My parents worked ten hours a day, six days a week, including Thanksgiving and Christmas. So my Mom never cooked a turkey in her life. Cooking turkey was my job.
So I learned, early on, that a twenty-pound turkey can feed a family of five for three days, 5 lb bag of potatoes can make enough mashed potatoes to last five days, Brussels sprouts can stay where they came from and canned cranberries should be banned from human consumption. And the annual Macy’s Thanksgiving parade? I was stuck in the kitchen for two days to even enjoy it on TV.
So you say, “That’s special?”
Well, as the chief cook and bottle washer of the kitchen, literally, since the age of twelve, I tried every recipe that promised to turn my slimy and cold poultry into a moist and delectable prize so that it doesn’t choke my family. I would experiment with ‘green vegetable of the year’ so that it would not make them gag. My family had to endure so many of my culinary successes but also experiments and failures.
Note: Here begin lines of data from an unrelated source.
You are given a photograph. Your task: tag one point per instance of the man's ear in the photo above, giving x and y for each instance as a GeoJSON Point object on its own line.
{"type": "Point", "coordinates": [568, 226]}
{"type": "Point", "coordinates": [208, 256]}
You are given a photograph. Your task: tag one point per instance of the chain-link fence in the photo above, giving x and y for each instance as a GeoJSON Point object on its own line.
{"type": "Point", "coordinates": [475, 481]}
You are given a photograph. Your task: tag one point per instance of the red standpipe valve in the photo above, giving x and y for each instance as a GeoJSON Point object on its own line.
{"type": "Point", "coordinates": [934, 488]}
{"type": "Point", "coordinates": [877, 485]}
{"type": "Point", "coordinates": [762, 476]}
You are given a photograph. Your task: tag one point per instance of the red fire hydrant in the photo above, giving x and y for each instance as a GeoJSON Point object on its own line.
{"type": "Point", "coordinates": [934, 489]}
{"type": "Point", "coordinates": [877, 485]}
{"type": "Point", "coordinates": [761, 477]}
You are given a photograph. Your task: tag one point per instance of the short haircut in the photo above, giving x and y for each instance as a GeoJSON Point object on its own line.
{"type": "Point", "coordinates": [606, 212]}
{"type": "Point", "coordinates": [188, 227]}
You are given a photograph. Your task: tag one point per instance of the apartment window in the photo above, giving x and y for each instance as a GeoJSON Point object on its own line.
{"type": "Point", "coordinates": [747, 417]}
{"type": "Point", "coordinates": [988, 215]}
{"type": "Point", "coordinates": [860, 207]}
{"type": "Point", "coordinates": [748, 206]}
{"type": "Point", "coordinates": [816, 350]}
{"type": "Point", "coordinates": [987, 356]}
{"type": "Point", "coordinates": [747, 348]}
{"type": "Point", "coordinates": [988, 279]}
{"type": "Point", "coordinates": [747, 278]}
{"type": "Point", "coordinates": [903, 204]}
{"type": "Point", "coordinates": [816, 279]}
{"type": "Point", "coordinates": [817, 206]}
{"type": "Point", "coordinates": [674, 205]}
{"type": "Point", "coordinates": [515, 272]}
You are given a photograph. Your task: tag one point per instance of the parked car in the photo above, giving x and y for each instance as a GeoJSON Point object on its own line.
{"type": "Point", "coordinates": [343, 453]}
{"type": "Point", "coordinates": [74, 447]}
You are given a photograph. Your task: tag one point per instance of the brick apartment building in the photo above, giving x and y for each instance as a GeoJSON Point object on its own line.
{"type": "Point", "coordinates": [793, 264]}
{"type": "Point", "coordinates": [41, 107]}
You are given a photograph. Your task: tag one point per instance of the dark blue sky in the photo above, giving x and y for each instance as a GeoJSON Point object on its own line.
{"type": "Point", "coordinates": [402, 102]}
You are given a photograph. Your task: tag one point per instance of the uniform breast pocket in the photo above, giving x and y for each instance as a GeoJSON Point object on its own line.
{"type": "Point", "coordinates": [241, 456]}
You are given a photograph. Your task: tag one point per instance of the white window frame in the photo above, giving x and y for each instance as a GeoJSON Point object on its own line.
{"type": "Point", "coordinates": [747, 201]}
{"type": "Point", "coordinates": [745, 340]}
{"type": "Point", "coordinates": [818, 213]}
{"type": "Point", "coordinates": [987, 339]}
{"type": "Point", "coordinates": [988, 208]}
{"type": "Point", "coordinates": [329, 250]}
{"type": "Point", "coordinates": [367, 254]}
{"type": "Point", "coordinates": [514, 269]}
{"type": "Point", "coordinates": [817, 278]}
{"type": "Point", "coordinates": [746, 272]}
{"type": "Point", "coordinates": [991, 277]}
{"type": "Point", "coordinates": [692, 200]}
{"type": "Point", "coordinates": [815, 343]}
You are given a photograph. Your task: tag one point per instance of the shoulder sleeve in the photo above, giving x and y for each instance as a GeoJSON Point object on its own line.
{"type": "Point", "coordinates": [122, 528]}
There were perfectly browned turkeys with crispy skin with fall-off-the-bones tender meats. But then, there was the dry flaky saw-dust-like white meat that stayed on the pan and not on people plates when I forgot to turn off the oven on time. And there were the perfectly caramelized candied sweet potatoes to soggy and bland Brussels sprouts screaming for attention. And who can forget the cranberries sauce with pomegranate and currents?
But through my trials and tribulations of Thanksgiving dinners, we were always together. My family ate everything, never complaining. And we’ve had many memorable Thanksgiving dinners with various orphaned, distant family members who wouldn’t have had turkey if they didn’t come through our doorstep. One of my cousins still boasts about my Thanksgiving dinner at my house as his best turkey dinner, ever. *grin*
The Thanksgiving tradition carried over to my own family as my husband L O V E S turkey and all the trimmings. And leftover is mandatory. Turkey sandwich is absolute must as lunch the next day and I make Turkey Enchilada Casserole for dinner the next day as a tradition.
This year though, in addition to our simple Thanksgiving dinner, I’m starting a new tradition for my family. As I try to live more green and ethical life, I am adopting a turkey. No, I am not literally going to adopt a turkey and let it roam my house. I will be donating to an animal sanctuary in upstate NY. Since 1986, Farm Sanctuary’s Adopt-A-Turkey Project has encouraged people to save a turkey at Thanksgiving through sponsorships that help the organization rescue animals and provide care for them at their sanctuaries, as well as educate and advocate for turkeys, and other farm animals, everywhere. For $25, I can adopt a turkey; get a picture of the turkey and a certificate. That would be so cool.
Why don’t you start a new tradition for giving ‘Thanks’ this year? In addition to spending time with family and thinking about what you are thankful for, try starting a new tradition.
- Adopt a turkey – a program by Farm Santuary is an organization that is dedicated to taking care of animals in need on a farm setting.
- Become a Vegetarian – Remember Leo Bababuata from Zen Habits, one of my favorite blogs about living simply? He has a step by step guide on how to become a vegetarian. Although I am mostly a vegetarian, I still can’t commit to becoming a total vegan yet. But his steps are easy to follow if you are exploring to become one.
- Buy Nothing Day – It is a Thanksgiving tradition in some households to get up at some ungodly hour on Black Friday and wait on line for hours for that special SALE. (You can’t PAY me to do that after working in the kitchen for two days.) Although this slumping economy needs our spending spree, think about your budget and evaluate what you really need to buy this holiday. I heard some ludicrous statistics that we contribute to over 2 billion dollars on wasted commerce. In other words, over 2 billions dollars is spend on merchandise that recipients do not like. So, don’t waste your money. Think carefully before you buy that cashmere sweater for Aunt Milly. Does she need another cashmere sweater or would she simply like a handmade picture frame with a picture of your sweet family?
What tradition do you have for Thanksgiving? What tradition would you like to start this year?